The meteoric rise of Software as a Service, or on-demand hosted software, has prompted a paradigm shift that poses challenges not just to a firm's traditional IT infrastructure but also to vendors who must now counter the trend with low-cost, high-performance solutions to retain their user bases.

"In the next few years most accounting software will migrate into this space," predicted Michael Bodnar of Quantum Information Technologies. "Customers are literally one click away from leaving [their current software package], so it's up to the vendors to improve their functions and performance."

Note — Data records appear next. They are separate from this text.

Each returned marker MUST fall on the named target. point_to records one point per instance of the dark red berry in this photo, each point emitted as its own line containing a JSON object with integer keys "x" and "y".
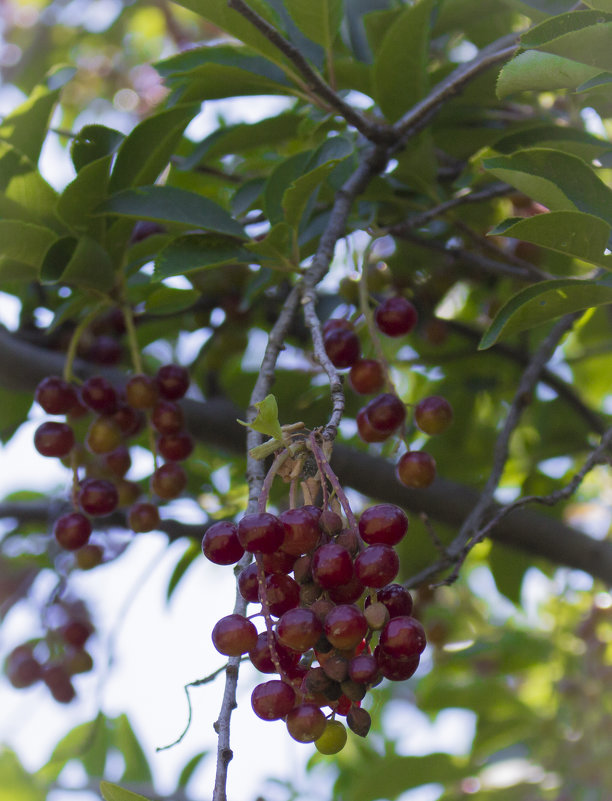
{"x": 98, "y": 497}
{"x": 260, "y": 532}
{"x": 220, "y": 543}
{"x": 234, "y": 635}
{"x": 272, "y": 700}
{"x": 433, "y": 415}
{"x": 53, "y": 439}
{"x": 72, "y": 531}
{"x": 172, "y": 381}
{"x": 395, "y": 316}
{"x": 383, "y": 524}
{"x": 416, "y": 469}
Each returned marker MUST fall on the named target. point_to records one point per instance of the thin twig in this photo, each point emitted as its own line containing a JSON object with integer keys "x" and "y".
{"x": 375, "y": 132}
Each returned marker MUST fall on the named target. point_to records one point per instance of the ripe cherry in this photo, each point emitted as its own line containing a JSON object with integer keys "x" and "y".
{"x": 433, "y": 415}
{"x": 416, "y": 469}
{"x": 395, "y": 316}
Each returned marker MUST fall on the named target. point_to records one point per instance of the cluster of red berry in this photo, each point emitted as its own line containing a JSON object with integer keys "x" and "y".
{"x": 338, "y": 600}
{"x": 65, "y": 657}
{"x": 385, "y": 414}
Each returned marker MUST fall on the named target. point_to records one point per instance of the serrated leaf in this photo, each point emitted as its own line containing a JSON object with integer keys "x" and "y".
{"x": 266, "y": 421}
{"x": 559, "y": 181}
{"x": 93, "y": 142}
{"x": 198, "y": 251}
{"x": 169, "y": 204}
{"x": 400, "y": 68}
{"x": 112, "y": 792}
{"x": 147, "y": 150}
{"x": 574, "y": 233}
{"x": 318, "y": 19}
{"x": 25, "y": 242}
{"x": 189, "y": 556}
{"x": 543, "y": 302}
{"x": 26, "y": 126}
{"x": 535, "y": 71}
{"x": 81, "y": 262}
{"x": 583, "y": 36}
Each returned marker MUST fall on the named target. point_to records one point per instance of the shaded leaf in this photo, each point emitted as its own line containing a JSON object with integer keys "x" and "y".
{"x": 543, "y": 302}
{"x": 197, "y": 251}
{"x": 559, "y": 181}
{"x": 170, "y": 204}
{"x": 536, "y": 71}
{"x": 146, "y": 151}
{"x": 574, "y": 233}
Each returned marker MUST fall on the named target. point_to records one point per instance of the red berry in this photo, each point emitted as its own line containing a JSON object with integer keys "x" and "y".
{"x": 98, "y": 497}
{"x": 168, "y": 481}
{"x": 377, "y": 565}
{"x": 99, "y": 395}
{"x": 299, "y": 629}
{"x": 175, "y": 447}
{"x": 282, "y": 592}
{"x": 302, "y": 532}
{"x": 342, "y": 346}
{"x": 72, "y": 531}
{"x": 172, "y": 381}
{"x": 367, "y": 376}
{"x": 433, "y": 415}
{"x": 141, "y": 392}
{"x": 332, "y": 565}
{"x": 306, "y": 723}
{"x": 385, "y": 413}
{"x": 53, "y": 439}
{"x": 383, "y": 524}
{"x": 260, "y": 532}
{"x": 416, "y": 469}
{"x": 272, "y": 700}
{"x": 220, "y": 543}
{"x": 234, "y": 635}
{"x": 143, "y": 517}
{"x": 55, "y": 395}
{"x": 345, "y": 626}
{"x": 403, "y": 638}
{"x": 395, "y": 316}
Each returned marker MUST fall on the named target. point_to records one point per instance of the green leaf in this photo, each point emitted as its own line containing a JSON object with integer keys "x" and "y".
{"x": 79, "y": 199}
{"x": 266, "y": 421}
{"x": 80, "y": 262}
{"x": 558, "y": 180}
{"x": 574, "y": 233}
{"x": 234, "y": 23}
{"x": 93, "y": 142}
{"x": 304, "y": 189}
{"x": 112, "y": 792}
{"x": 136, "y": 766}
{"x": 400, "y": 68}
{"x": 537, "y": 72}
{"x": 543, "y": 302}
{"x": 195, "y": 252}
{"x": 147, "y": 150}
{"x": 190, "y": 554}
{"x": 169, "y": 204}
{"x": 26, "y": 126}
{"x": 318, "y": 19}
{"x": 25, "y": 242}
{"x": 168, "y": 300}
{"x": 583, "y": 36}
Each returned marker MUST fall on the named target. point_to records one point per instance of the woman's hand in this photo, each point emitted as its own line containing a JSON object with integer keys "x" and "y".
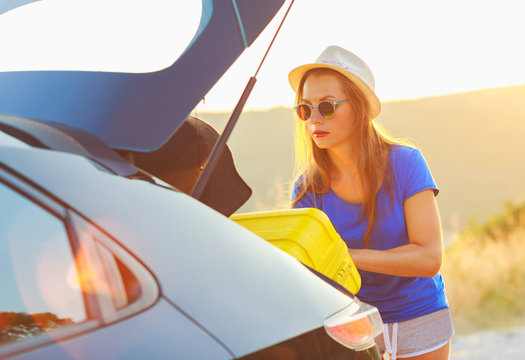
{"x": 422, "y": 256}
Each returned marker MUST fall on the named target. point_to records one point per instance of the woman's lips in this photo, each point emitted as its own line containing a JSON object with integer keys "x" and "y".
{"x": 319, "y": 133}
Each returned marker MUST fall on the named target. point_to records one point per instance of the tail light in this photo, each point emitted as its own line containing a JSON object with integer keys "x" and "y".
{"x": 356, "y": 326}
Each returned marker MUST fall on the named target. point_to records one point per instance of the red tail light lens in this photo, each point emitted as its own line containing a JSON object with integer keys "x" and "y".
{"x": 356, "y": 326}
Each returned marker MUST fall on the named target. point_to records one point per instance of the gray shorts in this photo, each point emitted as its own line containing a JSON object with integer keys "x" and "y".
{"x": 417, "y": 336}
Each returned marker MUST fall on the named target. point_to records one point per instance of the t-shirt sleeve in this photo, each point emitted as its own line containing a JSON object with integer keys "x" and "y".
{"x": 414, "y": 174}
{"x": 305, "y": 201}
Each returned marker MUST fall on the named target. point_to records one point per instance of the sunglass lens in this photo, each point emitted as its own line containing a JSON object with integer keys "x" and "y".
{"x": 326, "y": 109}
{"x": 303, "y": 111}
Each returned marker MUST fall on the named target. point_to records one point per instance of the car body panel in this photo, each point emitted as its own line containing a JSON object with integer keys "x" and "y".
{"x": 195, "y": 252}
{"x": 140, "y": 111}
{"x": 160, "y": 332}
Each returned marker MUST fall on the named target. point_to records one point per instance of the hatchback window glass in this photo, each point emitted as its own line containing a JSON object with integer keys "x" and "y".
{"x": 38, "y": 277}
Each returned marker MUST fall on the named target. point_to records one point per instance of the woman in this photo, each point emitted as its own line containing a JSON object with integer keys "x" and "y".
{"x": 380, "y": 197}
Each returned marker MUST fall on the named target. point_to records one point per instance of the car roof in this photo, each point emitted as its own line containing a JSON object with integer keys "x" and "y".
{"x": 220, "y": 274}
{"x": 140, "y": 111}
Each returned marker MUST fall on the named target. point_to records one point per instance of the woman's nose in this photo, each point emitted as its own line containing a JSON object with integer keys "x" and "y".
{"x": 316, "y": 116}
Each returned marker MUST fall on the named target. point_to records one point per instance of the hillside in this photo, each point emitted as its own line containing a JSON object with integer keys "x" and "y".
{"x": 472, "y": 142}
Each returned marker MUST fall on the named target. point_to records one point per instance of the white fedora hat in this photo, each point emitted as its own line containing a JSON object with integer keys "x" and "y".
{"x": 346, "y": 63}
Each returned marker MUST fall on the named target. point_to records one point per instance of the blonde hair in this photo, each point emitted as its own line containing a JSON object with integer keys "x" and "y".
{"x": 312, "y": 164}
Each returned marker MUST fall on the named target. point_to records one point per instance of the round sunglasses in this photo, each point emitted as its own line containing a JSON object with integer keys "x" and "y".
{"x": 326, "y": 109}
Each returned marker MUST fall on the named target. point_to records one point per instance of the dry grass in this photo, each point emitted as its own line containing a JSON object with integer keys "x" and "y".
{"x": 485, "y": 280}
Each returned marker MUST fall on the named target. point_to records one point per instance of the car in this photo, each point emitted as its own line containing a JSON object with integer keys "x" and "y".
{"x": 103, "y": 253}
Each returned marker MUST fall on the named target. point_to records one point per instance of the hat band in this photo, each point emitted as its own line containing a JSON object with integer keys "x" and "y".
{"x": 344, "y": 67}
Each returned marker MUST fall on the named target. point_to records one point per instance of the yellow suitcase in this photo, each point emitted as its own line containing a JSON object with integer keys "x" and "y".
{"x": 308, "y": 235}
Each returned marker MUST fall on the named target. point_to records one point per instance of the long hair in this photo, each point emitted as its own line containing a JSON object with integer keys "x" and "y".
{"x": 312, "y": 164}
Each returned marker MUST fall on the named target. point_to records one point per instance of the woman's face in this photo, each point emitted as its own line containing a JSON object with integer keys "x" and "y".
{"x": 337, "y": 131}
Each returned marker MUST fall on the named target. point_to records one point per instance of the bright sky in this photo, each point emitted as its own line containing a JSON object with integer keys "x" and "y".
{"x": 415, "y": 48}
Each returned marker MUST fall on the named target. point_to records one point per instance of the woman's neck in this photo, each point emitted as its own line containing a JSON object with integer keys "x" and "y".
{"x": 344, "y": 162}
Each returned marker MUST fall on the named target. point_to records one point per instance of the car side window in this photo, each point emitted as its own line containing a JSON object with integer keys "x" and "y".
{"x": 38, "y": 273}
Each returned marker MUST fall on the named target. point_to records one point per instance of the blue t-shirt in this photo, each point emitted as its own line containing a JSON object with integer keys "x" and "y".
{"x": 397, "y": 298}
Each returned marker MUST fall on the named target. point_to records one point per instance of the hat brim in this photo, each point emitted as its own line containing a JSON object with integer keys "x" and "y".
{"x": 295, "y": 76}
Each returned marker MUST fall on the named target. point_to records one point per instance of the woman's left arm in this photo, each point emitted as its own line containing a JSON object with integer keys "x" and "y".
{"x": 422, "y": 256}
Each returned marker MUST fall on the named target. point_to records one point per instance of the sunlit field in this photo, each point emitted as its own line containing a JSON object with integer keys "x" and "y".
{"x": 484, "y": 272}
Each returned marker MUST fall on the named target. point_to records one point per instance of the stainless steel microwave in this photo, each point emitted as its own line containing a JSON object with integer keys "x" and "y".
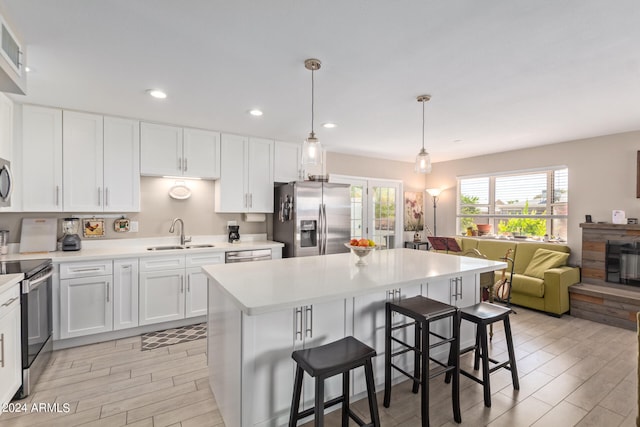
{"x": 6, "y": 183}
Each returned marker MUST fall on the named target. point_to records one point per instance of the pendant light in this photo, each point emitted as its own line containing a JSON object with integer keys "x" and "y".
{"x": 311, "y": 149}
{"x": 423, "y": 160}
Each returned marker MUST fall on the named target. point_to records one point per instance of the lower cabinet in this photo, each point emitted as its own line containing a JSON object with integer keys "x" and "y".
{"x": 174, "y": 287}
{"x": 10, "y": 362}
{"x": 270, "y": 368}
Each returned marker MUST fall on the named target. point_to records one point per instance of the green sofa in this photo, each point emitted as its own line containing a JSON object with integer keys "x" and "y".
{"x": 533, "y": 285}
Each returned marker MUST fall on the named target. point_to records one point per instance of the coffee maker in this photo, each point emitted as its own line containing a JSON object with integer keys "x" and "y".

Bodnar, who led a session at the AICPA Information Technology Conference here on the market dynamics of SaaS, pointed to the rapid proliferation of SaaS CRM and business software providers such as Salesforce.com, which now has a base of 2 million users, as well as the offerings of Google Apps.

"It's a new model for knowledge workers," said Bodnar. "With SaaS, your staffing and IT needs will go down and your IT spending will drop. In a traditional setup, you have to buy enough servers to handle peak periods. But a recent survey showed that the average server use in most businesses is about 15 percent. So you're paying for storage you don't use."

That, said Bodnar, has given the impetus for the influx of pay-as-you-go server farms, such as the N1 grid from Sun and EC2 Rent from Amazon, which can charge anywhere from 10 cents to $1 an hour for server space, or "storage clouds," a model of networked data storage in which data is stored on multiple virtual servers and hosted by a third party such as Amazon's S3 or AT&T.

"In the next five years, this will be the future of computing," Bodnar added.